He dropped the apple.
“Where are you getting these ideas? Are you sure you haven’t already eaten from the Tree of the Knowledge of Good and Evil and aren’t telling me?”
“I haven’t. I told you that. Don’t you trust me?”
He was silent for a moment, then scratched his side again.
“You’re me, so yes, I trust you,” he said. “How could I not? But still, I don’t want you eating from those other trees.”
“But He didn’t forbid it.”
“Well, I forbid it.”
“You don’t get to forbid. That’s His job, and His alone, not yours.”
He looked embarrassed.
“I’d just rather you didn’t,” he said.
“That’s better,” she said.
“And?”
“And…thank you.”
She walked off, smiling, and for a moment, all he could do was watch her go, uncertain what had just happened.
“Wait,” he called. “Where are you going?”
“Why, to the orchard of the other trees, of course.”
“But I thought you said— ”
“And I thought you said— ”
He laughed, and then she laughed, and then, once he caught up with her, they walked hand in hand until they came to rows of trees that stretched beyond sight.
“I’ve never been to this place before,” said the man. “How did you find it?”
“I walk,” she said. “I wander.
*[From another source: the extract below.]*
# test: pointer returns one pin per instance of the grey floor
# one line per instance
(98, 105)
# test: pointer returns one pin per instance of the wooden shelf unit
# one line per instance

I’ve got little to do all day, since I don’t get any animals to name. Eventually, I found myself here.”
“And you just, what, started eating?”
“Sure, why not?”
“You continually amaze me. Weren’t you afraid you might, you know, eat the wrong fruit?”
“No,” she said. “It’s pretty easy to know which One to stay away from.”
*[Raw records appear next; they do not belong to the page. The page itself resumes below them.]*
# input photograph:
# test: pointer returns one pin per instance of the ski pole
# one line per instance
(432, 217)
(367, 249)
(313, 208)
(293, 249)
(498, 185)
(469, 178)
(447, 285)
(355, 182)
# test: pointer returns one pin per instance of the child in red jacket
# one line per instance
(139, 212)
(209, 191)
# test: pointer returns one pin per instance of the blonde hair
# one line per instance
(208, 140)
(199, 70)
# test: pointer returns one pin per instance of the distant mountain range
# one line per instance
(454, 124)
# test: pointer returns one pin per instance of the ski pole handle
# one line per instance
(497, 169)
She pointed to a Tree, not so very far away in the sea of green, around which paced a long, thin creature which walked low to the ground on stubby legs.
“Ah, yes, Snake,” he said. “I remember naming him. Is that what he does now, guard the Tree?”
“If you can call that guarding. He does a pretty poor job of it, if you ask me. All he’s been doing is telling me how wonderful the fruits of that Tree are, and what a shame it is that He won’t let us eat of them. You’d almost think he was put there deliberately to tempt me or something.”
They froze for a moment, looking at each other, he squinting, she squinching up her face. Then they both shook their heads.
“Nah,” they said simultaneously.
The man walked up to a random tree and plucked a fruit.
“So you just bite into it not knowing what will happen?”
“Seems more fun that way.”
“Fun? We have different ideas of fun. Besides, who has time for fun? I’ve been tasked with bringing order to this place.”
“I don’t think giving things names is necessarily ordering them.”
“Whatever,” he said, trying not to argue. “It’s still a big responsibility, and so I don’t get to meander like some people.”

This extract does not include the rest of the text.